Abstract

In its response to traumatic forms of oppression associated with race, gender, and sexuality, the literature of Langston Hughes, H.D., Djuna Barnes, and Zora Neale Hurston-the writers of this study-illuminates how survival narratives are dynamically linked to the present moment. Their work places emphasis upon readerly experience through a set of aesthetic strategies that compel readers to inhabit the present. Take, for instance, Hughes's appeal to jazz music in his poetry; he uses improvisational language and call-and-response techniques that prompt a reader's attention and response to the complex scenes of racial trauma at play in his poems. Just as a jazz musician is asked to improvise or invent in the moment of play, Hughes's reader is called upon as a creative witness whose own enlivened reading grants his poetry survival.
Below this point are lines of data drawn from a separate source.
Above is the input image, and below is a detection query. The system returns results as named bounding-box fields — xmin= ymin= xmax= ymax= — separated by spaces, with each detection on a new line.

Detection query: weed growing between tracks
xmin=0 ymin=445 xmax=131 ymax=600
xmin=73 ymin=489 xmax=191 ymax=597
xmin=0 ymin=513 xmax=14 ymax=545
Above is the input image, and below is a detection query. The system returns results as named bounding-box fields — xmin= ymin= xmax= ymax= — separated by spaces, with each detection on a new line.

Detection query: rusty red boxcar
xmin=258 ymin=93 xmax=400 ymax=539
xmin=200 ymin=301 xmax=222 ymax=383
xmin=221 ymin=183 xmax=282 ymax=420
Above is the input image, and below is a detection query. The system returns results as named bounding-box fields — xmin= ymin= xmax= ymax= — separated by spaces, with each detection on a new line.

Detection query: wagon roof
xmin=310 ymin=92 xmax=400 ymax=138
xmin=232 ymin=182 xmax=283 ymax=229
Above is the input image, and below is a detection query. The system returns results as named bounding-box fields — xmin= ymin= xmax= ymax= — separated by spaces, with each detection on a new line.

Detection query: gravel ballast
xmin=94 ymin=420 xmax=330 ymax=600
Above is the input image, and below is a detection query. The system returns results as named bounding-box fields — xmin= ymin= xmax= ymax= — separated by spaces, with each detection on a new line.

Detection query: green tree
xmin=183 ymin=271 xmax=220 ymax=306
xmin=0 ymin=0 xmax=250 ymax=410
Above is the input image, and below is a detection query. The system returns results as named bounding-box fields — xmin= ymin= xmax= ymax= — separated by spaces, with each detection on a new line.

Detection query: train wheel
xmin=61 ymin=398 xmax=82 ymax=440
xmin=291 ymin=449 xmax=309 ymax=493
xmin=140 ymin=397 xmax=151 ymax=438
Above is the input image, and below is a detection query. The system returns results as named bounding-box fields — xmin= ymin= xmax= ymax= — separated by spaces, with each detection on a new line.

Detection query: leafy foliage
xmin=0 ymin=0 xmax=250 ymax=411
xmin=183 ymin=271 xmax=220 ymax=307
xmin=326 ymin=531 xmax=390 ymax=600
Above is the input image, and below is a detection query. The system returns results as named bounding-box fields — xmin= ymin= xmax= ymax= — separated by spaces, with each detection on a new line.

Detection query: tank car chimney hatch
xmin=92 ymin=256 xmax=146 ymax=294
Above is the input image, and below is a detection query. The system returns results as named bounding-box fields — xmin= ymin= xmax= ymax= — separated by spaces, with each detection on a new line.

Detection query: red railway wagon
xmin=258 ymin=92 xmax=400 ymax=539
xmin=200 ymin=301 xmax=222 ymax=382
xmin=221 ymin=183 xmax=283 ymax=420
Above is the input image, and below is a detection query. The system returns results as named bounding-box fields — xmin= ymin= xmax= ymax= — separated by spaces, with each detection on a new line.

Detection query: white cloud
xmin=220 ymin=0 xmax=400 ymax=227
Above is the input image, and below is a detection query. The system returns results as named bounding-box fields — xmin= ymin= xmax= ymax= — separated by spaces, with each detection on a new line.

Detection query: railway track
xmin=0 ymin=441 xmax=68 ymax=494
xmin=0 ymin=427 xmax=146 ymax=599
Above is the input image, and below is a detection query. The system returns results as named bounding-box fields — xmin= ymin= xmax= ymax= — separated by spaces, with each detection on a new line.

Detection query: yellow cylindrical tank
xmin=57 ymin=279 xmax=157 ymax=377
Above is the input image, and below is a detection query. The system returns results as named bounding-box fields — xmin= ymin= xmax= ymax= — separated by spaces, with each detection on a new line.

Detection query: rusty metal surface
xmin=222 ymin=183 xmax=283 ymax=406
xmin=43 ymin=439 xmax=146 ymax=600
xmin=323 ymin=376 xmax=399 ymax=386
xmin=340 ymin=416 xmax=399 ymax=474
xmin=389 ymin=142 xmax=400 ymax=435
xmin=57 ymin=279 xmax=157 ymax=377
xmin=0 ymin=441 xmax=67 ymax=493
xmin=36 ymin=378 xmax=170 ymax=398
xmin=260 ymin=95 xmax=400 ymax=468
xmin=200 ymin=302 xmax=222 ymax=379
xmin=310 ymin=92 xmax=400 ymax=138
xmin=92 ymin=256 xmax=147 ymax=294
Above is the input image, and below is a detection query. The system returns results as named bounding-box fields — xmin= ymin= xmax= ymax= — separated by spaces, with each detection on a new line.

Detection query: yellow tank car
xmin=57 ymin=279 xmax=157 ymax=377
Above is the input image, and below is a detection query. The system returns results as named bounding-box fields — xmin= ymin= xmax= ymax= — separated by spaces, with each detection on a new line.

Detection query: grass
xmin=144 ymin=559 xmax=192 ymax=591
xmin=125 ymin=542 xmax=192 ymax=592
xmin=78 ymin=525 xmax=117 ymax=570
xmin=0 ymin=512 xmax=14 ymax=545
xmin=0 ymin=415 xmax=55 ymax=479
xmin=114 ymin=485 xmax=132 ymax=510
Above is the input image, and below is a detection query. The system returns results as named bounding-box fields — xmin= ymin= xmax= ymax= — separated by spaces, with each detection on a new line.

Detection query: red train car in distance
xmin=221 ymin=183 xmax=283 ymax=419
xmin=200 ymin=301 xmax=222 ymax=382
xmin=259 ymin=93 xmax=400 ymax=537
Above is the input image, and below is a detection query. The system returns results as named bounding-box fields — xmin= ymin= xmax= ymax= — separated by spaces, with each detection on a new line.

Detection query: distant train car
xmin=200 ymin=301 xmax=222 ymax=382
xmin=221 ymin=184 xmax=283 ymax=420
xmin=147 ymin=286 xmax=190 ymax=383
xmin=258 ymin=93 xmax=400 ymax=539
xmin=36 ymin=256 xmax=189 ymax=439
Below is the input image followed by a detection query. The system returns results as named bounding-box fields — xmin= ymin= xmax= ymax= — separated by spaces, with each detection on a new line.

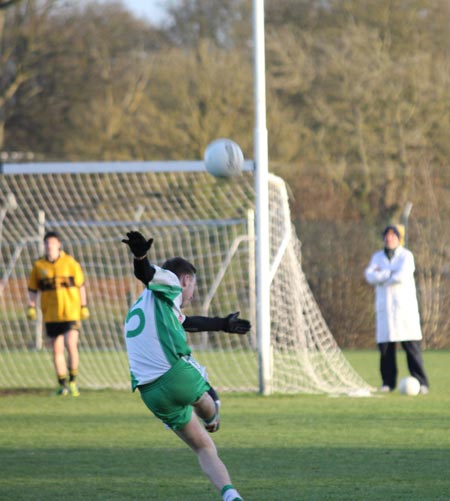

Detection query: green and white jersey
xmin=124 ymin=266 xmax=190 ymax=390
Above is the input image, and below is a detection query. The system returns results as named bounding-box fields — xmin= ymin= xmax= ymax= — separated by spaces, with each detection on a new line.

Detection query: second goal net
xmin=0 ymin=162 xmax=372 ymax=395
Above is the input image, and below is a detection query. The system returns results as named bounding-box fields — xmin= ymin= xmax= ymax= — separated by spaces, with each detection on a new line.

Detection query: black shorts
xmin=45 ymin=321 xmax=81 ymax=338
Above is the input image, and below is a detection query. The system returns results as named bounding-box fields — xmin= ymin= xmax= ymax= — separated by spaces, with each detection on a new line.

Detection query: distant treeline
xmin=1 ymin=0 xmax=449 ymax=346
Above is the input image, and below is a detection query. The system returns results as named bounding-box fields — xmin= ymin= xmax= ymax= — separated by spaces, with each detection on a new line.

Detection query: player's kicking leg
xmin=174 ymin=392 xmax=243 ymax=501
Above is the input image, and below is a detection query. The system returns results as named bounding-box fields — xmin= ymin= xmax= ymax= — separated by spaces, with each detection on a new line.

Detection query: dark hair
xmin=382 ymin=225 xmax=400 ymax=239
xmin=162 ymin=257 xmax=196 ymax=278
xmin=44 ymin=231 xmax=61 ymax=242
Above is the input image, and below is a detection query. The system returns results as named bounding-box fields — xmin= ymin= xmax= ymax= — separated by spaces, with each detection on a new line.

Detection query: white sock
xmin=222 ymin=486 xmax=243 ymax=501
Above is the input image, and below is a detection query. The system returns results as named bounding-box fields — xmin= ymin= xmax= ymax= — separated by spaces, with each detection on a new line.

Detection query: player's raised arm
xmin=183 ymin=312 xmax=251 ymax=335
xmin=122 ymin=231 xmax=155 ymax=285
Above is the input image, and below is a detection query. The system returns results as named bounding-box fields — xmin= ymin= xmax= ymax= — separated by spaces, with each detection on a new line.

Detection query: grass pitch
xmin=0 ymin=351 xmax=449 ymax=500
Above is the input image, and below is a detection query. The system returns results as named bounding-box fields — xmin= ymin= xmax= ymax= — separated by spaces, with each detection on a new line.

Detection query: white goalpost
xmin=0 ymin=161 xmax=373 ymax=395
xmin=253 ymin=0 xmax=272 ymax=396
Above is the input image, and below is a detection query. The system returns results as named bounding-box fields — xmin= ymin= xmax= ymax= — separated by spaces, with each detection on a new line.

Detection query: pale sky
xmin=119 ymin=0 xmax=170 ymax=25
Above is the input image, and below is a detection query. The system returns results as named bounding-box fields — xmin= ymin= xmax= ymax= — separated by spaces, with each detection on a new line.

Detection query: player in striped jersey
xmin=27 ymin=231 xmax=89 ymax=396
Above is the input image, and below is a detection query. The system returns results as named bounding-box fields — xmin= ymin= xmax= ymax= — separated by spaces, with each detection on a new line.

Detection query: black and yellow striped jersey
xmin=28 ymin=251 xmax=85 ymax=323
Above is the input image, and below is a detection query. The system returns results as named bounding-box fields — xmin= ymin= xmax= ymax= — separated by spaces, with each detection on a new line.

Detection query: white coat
xmin=364 ymin=246 xmax=422 ymax=343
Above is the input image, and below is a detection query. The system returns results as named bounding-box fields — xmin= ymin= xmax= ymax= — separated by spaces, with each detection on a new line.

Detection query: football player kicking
xmin=122 ymin=231 xmax=249 ymax=501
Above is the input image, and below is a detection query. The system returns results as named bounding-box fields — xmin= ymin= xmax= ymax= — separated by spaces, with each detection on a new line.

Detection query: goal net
xmin=0 ymin=162 xmax=373 ymax=395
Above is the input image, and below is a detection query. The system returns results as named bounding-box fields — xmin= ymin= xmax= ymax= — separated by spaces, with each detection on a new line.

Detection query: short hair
xmin=44 ymin=231 xmax=61 ymax=242
xmin=162 ymin=257 xmax=196 ymax=278
xmin=382 ymin=225 xmax=400 ymax=239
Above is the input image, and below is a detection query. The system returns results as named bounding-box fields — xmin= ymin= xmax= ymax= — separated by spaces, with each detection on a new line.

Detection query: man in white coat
xmin=365 ymin=225 xmax=429 ymax=393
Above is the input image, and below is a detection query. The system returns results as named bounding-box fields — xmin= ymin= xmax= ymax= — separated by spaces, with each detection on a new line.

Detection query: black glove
xmin=122 ymin=231 xmax=153 ymax=258
xmin=223 ymin=312 xmax=251 ymax=334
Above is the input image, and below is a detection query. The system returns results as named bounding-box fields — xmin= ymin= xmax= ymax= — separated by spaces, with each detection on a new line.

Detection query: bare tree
xmin=0 ymin=0 xmax=60 ymax=152
xmin=1 ymin=1 xmax=167 ymax=157
xmin=163 ymin=0 xmax=250 ymax=49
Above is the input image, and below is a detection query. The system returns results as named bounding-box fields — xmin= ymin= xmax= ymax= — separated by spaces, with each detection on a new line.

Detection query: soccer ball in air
xmin=399 ymin=376 xmax=421 ymax=396
xmin=204 ymin=138 xmax=244 ymax=178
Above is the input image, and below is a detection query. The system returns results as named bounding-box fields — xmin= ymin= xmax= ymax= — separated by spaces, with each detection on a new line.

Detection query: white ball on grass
xmin=204 ymin=138 xmax=244 ymax=178
xmin=399 ymin=376 xmax=421 ymax=396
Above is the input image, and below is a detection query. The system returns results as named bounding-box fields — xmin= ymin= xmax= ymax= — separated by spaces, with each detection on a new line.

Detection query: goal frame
xmin=1 ymin=160 xmax=375 ymax=396
xmin=1 ymin=159 xmax=274 ymax=391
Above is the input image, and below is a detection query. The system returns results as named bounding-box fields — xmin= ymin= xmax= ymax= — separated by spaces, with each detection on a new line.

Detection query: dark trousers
xmin=378 ymin=341 xmax=429 ymax=390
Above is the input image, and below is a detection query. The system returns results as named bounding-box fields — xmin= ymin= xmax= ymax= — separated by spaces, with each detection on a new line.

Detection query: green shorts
xmin=138 ymin=358 xmax=210 ymax=431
Through critical reading of Hughes and the other writers of this study, I offer new ways of thinking about the temporal quality of readerly experience and its transformative power to bear witness to survival. If as traditional critiques of modernism suggest, "time" is war-weary and ruptured in high-modernist classics such as James Joyce's Ulysses and Virginia Woolf's Mrs. Dalloway, then in the literature of the periphery, broken time is reimagined as a source for creativity and transformation. By identifying the importance of alternative temporal imaginaries for marginalized populations, this dissertation contributes to new studies of time such as Elizabeth Freeman and José Muñoz's work on queer time, Alondra Nelson's study of "Afrofuturism," and Dana Luciano's work on sacred time. Furthermore, this project offers a critical intervention into trauma studies vis à vis the work of Cathy Caruth by arguing that the belated and repetitious impact of trauma is an imperative of survival aligned with present moment time. When we are present in our reading of stories about trauma, we participate as active witnesses to their survival; we partake-as the title of my study announces-in the "invention of survival" by transforming words on a page into living testimony.